確信はないが、病院といえば一番最初に思い浮かぶのがそこしかなかった。
或いは別の街の別の病院かもしれない。
訳が分からないといった表情で頭を掻く。
考えていても仕方ない、とサーレルはとにかく病院の中を探索してみる事にした。
廊下を大きな足音を立てながら大股で通っても、誰にも文句を言われない。
忙しなく動き回る看護師や医師の姿はどこにも見当たらず、入院患者や見舞い人の姿まで無いのはやはり異常だ。
ここはどこまでも異世界。
どれだけ現実のものと酷似していようとも、非現実的な空間の中の一つの風景でしかない。
だがサーレルの日常とは馴染みがなくても、現実にある場所であるのは精神的な意味でも少し有難い。

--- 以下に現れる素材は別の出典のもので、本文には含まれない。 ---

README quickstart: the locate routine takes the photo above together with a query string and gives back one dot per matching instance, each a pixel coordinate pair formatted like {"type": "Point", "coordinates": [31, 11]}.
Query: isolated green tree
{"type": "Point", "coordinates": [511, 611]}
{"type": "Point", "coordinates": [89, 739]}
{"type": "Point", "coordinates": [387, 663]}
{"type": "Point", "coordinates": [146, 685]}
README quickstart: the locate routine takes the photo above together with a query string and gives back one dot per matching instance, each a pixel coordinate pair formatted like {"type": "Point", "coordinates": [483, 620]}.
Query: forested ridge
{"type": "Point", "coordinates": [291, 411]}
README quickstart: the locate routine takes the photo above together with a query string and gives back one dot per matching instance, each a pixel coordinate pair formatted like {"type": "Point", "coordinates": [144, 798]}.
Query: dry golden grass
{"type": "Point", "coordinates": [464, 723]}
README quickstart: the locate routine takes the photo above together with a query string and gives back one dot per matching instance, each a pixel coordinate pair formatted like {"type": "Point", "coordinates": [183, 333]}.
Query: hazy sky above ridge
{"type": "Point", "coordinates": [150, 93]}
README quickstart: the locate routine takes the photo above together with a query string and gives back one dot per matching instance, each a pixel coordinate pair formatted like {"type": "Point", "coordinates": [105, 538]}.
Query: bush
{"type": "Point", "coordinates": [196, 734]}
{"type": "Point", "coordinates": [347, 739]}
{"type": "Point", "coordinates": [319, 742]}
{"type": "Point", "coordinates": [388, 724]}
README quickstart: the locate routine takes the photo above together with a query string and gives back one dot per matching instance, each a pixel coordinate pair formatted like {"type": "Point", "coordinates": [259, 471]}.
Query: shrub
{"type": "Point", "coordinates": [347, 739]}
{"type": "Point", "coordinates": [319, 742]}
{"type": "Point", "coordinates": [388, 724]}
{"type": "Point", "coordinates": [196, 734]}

あの気味の悪い地獄のような場所を歩き回るよりはよっぽどマシだ。
人の形跡が全くない以外は特に変な所はない。
備え付けの電話をかけようとしたが、繋がらない。
患者の為に設置されているテレビも映らない。
サーレルはナースステーション通り過ぎて上階へ上がる階段を登る。
上ってすぐ近くの病室を調べてみたが誰もいなかった。
その正面の病室にも誰もおらず、希望が薄いながらもサーレルは一番奥の病室のドアを開けた。
そして一瞬、我が目を疑う。
その病室の角のベッドの上には一人の少女が眠っていた。
――まさか!!
サーレルは咄嗟に銃を取り出して足音を立てずにベッドに近付く。
そして顔を覗き込んだ。
「――違う」
彼女の髪はあの少女と同じ金色だったが、あの少女よりも髪が長く肌が青白い。
そして何よりも右の目元に黒子がある。
小さな一つの点でしかないが、決定的な違いだった。